Session 6(A): Data Servers on the Cloud
Introduction
Data servers (like Relational Databases) can be a powerful tool for even small research projects. When we say "Data Servers" or "Data Systems" we mean any server with data processing capabilities that you connect to with a client to send data, commands and receive results. The most widely used and classic example is the relational database management system (RDBMs) invented in the 1970s, but there are many other types. A central advantage of data servers is ability to handle many conncurrent connections. Connections can be from many users, a web application serving many uers, or many other concurrent processes. Like other systems (such as VMs, File storage servers, big data tools, etc), these data systems don't require cloud computing, but cloud companies offer database services such taht with a few clicks you can have a server that would take a week to provision and years to maintain. A data server could be a productive addition to your cloud architecturee, or the central aspect of your fellowship project.
Databases are used in thosands of research projects that had significant data entry burden requiring many work-hours of students typing in data, or shared systems.
Databases vs Storage
A Comparison of Databases and storage may help understand the role of a database vs simply keeping your data in files (for example Excel of CSV files).
Readings
-
Introduction to Data Servers on the Cloud Slide Presentation
-
Chapter 4. Databases From the free textbook "Big Data and Social Science: Data Science Methods and Tools for Research and Practice" by Foster, Ghani, Jarmin, Kreuter and Lane.

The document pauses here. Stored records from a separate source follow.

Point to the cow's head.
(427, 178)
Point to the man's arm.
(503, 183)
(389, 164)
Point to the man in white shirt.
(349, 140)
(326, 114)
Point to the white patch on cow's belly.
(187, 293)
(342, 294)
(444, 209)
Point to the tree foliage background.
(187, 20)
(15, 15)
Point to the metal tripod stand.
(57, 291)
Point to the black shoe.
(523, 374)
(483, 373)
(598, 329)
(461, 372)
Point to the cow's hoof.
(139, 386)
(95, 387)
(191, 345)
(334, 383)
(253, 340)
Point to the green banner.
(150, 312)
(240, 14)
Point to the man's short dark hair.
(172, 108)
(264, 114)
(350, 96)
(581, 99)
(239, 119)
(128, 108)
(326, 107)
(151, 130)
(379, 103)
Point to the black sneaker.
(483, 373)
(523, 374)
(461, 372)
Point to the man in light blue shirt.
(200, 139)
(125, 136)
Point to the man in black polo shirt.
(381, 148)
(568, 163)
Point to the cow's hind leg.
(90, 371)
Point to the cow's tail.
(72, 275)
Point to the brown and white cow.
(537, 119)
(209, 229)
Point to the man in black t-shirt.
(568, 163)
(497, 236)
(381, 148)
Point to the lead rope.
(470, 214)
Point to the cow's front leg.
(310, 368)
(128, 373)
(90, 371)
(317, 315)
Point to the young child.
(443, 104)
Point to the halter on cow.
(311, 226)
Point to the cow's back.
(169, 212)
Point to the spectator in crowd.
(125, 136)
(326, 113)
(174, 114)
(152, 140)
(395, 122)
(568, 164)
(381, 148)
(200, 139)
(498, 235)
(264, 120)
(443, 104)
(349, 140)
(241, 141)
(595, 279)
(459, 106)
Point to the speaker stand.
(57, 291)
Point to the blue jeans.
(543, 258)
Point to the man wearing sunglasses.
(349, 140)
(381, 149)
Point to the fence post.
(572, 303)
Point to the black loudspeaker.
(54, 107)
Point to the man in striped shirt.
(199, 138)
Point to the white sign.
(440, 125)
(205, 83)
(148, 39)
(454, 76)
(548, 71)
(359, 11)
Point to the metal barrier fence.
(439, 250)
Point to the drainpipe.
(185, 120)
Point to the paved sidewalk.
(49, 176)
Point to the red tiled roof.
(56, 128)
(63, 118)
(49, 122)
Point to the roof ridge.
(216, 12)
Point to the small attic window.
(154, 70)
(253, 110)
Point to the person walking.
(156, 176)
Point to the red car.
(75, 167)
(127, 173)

The book itself could be a valuable resource for learning about the data science methods that you may se on the cloud.
-
Textbook Chapter 3s: Blog Post from eScience: Azure’s new CosmosDB Planet-Scale Database
Difference between SQL and 'NoSQL' style databases
Towards DataScience blog Introduction to Databases for Data Scientists Note this blog post may require a free account but reading in an incognito or private window worked for me
A description of SQL vs NoSQL from a company called xplenty Which Modern Database Is Right for Your Use Case? this has many adds/pop-ups but is a good read
Activities
Azure offers a database user interface for your computer called Azure Data Studio and has a tutorial for using, but you need to create a database server first.
If you are interested in using SQL for your project, consider the following two activities based on the Open Source database system Postgresql
- Quickstart: Create an Azure Database for PostgreSQL server by using the Azure portal
- I suggest using a password rather than ssh key for now to make it easier, but not recommend for long-term use
- record the admin user name and password you used when creating the database
- in the Azure portal, visit the Postgresql Database resource page, and look at the connection strings page to use in the next tutorial
-
Quickstart: Use Azure Data Studio to connect and query PostgreSQL
-
In depth SQL Tutorial:
After completing the two activities above, If you are interested in starting with SQL, this free tutorial looks pretty good. Let us know if you tried it and it was not helpful: - PostgreSQL Tutorial from TutorialsPoint.com .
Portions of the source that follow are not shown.